В противном случае — как установлено общим мнением — полагается сделать вызов и драться на дуэли.

Носакин только что пришел из гостей, когда ему объявили постановление совета студентов. Он на него охотно согласился. В пылу, как был, во всем параде и при шпаге, вместе с товарищами, «всем скопом», — так жаловался потом Бокум, — вошел к нему в комнату. Миша Ушаков стремился было первый «цукнуть» Бокума, но предпочтение оказано было Носакину как обиженному.

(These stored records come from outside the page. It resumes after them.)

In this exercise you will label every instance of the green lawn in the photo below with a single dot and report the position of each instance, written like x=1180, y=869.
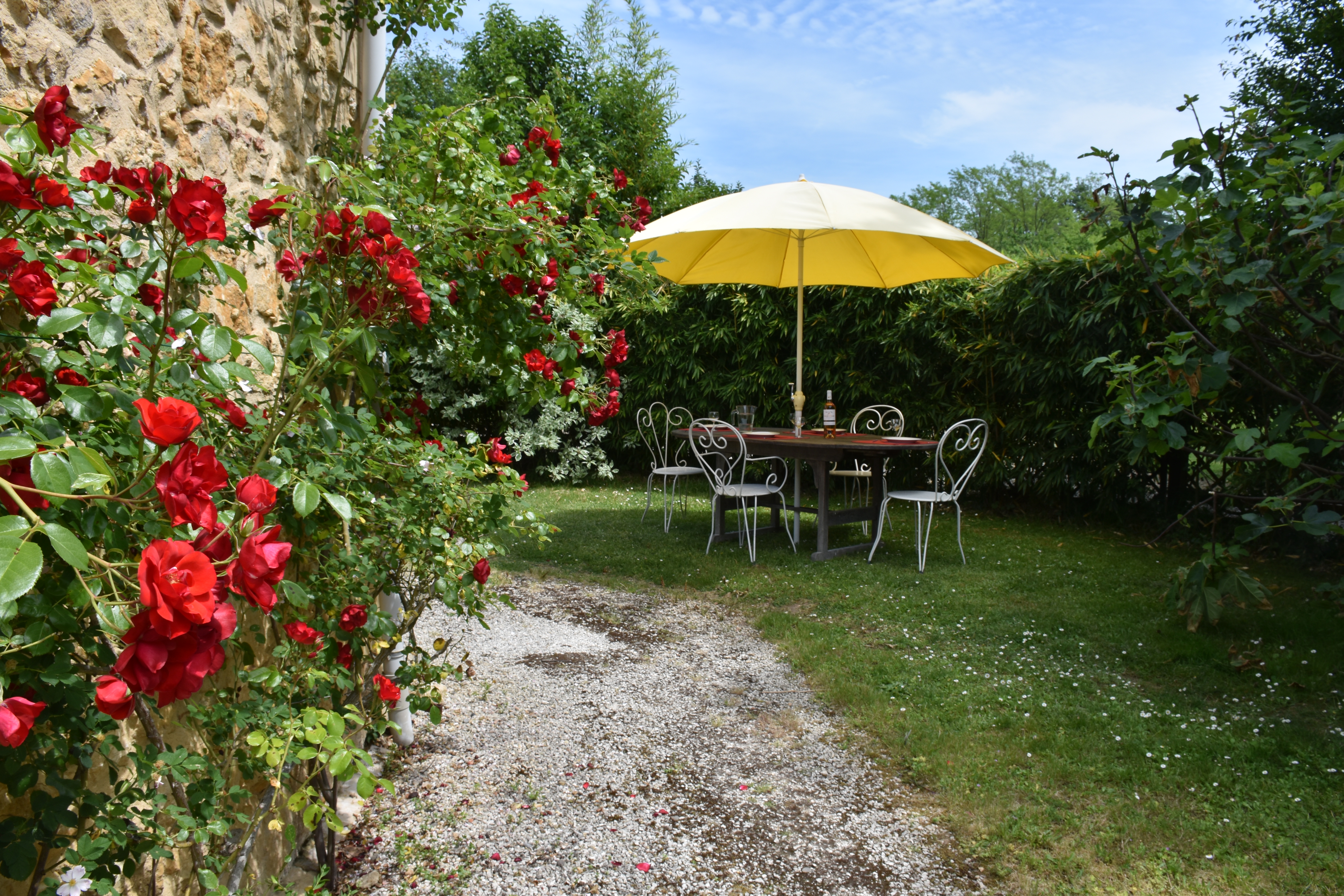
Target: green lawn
x=1080, y=739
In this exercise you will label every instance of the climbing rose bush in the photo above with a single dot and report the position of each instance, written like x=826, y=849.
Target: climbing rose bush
x=202, y=524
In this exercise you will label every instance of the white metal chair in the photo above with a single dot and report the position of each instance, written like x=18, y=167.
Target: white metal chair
x=968, y=440
x=722, y=453
x=878, y=421
x=657, y=424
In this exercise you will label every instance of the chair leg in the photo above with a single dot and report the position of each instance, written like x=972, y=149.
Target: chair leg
x=877, y=534
x=648, y=495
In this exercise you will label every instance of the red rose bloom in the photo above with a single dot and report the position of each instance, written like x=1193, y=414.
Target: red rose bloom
x=495, y=452
x=17, y=191
x=175, y=584
x=100, y=172
x=17, y=719
x=169, y=422
x=54, y=125
x=19, y=472
x=354, y=617
x=260, y=567
x=142, y=211
x=175, y=668
x=302, y=633
x=151, y=296
x=197, y=209
x=237, y=417
x=264, y=213
x=30, y=388
x=214, y=543
x=114, y=698
x=187, y=481
x=54, y=194
x=257, y=493
x=34, y=287
x=388, y=690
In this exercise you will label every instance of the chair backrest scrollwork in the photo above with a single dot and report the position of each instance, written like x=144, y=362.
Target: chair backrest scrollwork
x=966, y=441
x=655, y=425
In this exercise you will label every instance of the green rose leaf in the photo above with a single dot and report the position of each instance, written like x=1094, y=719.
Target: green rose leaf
x=68, y=546
x=306, y=498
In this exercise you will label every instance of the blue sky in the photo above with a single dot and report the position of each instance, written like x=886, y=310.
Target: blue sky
x=888, y=95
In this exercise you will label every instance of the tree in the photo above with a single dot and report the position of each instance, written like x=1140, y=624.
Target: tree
x=1292, y=52
x=1021, y=207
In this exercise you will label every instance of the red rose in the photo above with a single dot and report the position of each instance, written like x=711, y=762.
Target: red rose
x=187, y=481
x=114, y=698
x=30, y=388
x=19, y=472
x=214, y=542
x=175, y=584
x=151, y=296
x=495, y=452
x=136, y=181
x=302, y=633
x=260, y=567
x=264, y=213
x=34, y=287
x=11, y=254
x=197, y=209
x=54, y=194
x=54, y=125
x=17, y=191
x=142, y=211
x=17, y=719
x=100, y=172
x=237, y=417
x=354, y=617
x=388, y=690
x=257, y=493
x=175, y=668
x=169, y=422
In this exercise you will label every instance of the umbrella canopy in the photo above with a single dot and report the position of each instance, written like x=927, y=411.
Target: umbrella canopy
x=800, y=234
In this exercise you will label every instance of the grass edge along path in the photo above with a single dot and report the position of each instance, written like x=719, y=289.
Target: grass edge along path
x=1080, y=739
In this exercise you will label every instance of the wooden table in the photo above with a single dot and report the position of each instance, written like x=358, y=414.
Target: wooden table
x=821, y=453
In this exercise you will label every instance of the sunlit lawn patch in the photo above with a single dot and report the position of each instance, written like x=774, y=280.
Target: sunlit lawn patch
x=1079, y=735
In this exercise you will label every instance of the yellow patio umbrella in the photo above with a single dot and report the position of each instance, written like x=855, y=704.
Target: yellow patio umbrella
x=850, y=237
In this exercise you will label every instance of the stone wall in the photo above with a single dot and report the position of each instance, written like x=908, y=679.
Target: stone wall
x=237, y=90
x=240, y=90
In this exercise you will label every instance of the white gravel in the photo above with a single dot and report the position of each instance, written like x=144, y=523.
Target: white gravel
x=608, y=733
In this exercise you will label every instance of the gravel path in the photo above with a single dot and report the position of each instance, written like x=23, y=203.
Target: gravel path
x=615, y=743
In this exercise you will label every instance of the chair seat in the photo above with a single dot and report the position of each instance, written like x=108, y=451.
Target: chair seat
x=937, y=498
x=747, y=491
x=677, y=471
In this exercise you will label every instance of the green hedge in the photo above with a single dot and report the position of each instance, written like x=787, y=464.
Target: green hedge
x=1009, y=349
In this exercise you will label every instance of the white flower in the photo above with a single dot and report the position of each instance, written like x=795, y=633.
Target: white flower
x=73, y=882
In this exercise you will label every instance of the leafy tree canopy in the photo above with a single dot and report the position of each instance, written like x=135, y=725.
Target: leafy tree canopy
x=1022, y=207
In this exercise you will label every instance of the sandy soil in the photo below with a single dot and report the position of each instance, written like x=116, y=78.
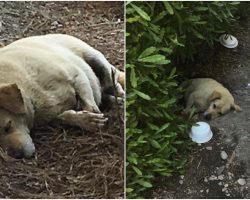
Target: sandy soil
x=69, y=163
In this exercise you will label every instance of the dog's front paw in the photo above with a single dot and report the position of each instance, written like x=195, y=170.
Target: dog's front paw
x=90, y=121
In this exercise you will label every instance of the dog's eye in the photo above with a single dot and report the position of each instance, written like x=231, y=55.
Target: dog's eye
x=7, y=127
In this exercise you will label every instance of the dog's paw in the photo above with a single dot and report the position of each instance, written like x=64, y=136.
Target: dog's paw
x=90, y=121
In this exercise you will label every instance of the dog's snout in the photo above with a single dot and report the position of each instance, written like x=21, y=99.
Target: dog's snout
x=28, y=151
x=208, y=116
x=16, y=153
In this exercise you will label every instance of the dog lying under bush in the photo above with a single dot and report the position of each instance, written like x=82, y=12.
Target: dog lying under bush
x=49, y=78
x=208, y=96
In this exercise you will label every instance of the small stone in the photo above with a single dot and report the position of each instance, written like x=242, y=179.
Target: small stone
x=209, y=148
x=241, y=181
x=220, y=170
x=223, y=155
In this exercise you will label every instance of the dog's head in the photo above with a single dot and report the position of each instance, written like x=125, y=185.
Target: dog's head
x=219, y=105
x=14, y=133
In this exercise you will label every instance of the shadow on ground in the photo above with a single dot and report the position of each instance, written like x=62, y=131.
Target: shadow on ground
x=208, y=175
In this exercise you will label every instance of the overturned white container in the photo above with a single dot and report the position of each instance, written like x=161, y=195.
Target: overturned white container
x=228, y=41
x=201, y=132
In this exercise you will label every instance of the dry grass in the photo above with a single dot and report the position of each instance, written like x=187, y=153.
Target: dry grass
x=69, y=163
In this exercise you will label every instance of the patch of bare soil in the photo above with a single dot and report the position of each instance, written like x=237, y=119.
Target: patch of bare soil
x=208, y=175
x=69, y=162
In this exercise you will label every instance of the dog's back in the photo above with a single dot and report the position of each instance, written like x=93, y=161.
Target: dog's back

Увидя студентов, непрошеным скопом вошедших, Бокум, — при всем хвастовстве будучи трусоват, — испугался. Высокий, рыхлый от пива, он стоял, багровея от злости и покачиваясь на столпообразных ногах. Ему сразу вообразилось, что студенты пришли его убивать, особливо потому, что у шедшего перед всеми Носакина болталась при бедре шпага. Пугливо озираясь на единственного свидетеля — своего писаря, Бокум пролепетал, как школьник, в ответ на заявление Носакина:

— Вы давеча дали пощечину… требую удовлетворения!

— Никакой пощечины я не давал-с.

Тогда Носакин, размахнувшись, хватил Бокума запросто по щеке — раз и два.

Миша Ушаков не пропустил случая захлебнуться, выкрикнув: «Воз…врат с л…лихвой!»

Бокум позорно ретировался к себе и тотчас заперся. Телохранитель-писарь оказался на высоте своего звания. Введенный в заблуждение трусостью начальника, он тоже решил, что тут имеет место посягательство, и выхватил шашку из ножен Носакина. Но студенты с громовым хохотом шашку водворили обратно, а с писаря сняли парик.

Бокум же оказался окончательным негодяем и трусом. Он немедля состряпал экстренную бумагу, что на жизнь его студентами произведено было вооруженное нападение, но он их разогнал голыми руками, как ребят. Про пощечины Бокум умалчивал.

Предвидя именно эту подлую клевету, студенты собрались было бежать, кто в Америку, кто в Ост-Индию, но Бокум действовал молниеносно. Он истребовал от военного начальника «по случаю бунта русских студентов» вооруженную охрану. Каждый заключен был в своей комнате, к дверям приставлен вооруженный солдат. Вот тут-то старший Ушаков, чье значение росло так же быстро, как падал престиж начальников, избран был «атаманом». Это он писал письмо русскому послу с правдивым изложением всего дела. Как цепную собаку, спустил оное письмо в нижний этаж и, по всем камерам заключенных хитро собрав подписи, нашел случай переправить письмо князю Белозерскому.

Умный князь эту студенческую историю притушил и якобы помирил студентов с Бокумом. Но, как у отца Павла по его линии, провал Бокума был уже без восстановления. Сколь он ни хитрил, послание о его художествах было отправлено в Петербург, и справедливая оценка ему готовилась. Сейчас Бокум доживал последние дни. Он пустился красть со своей ящеровидной Бокумшей вовсю, но зато питомцам предоставлена была свобода, полнейшая и безнадзорная.

Однако перед самой сдачей позиций Бокум, не зная о том, что жалобе студентов дан дальнейший ход, успел выкинуть самую гнусную из своих воспитательных манипуляций.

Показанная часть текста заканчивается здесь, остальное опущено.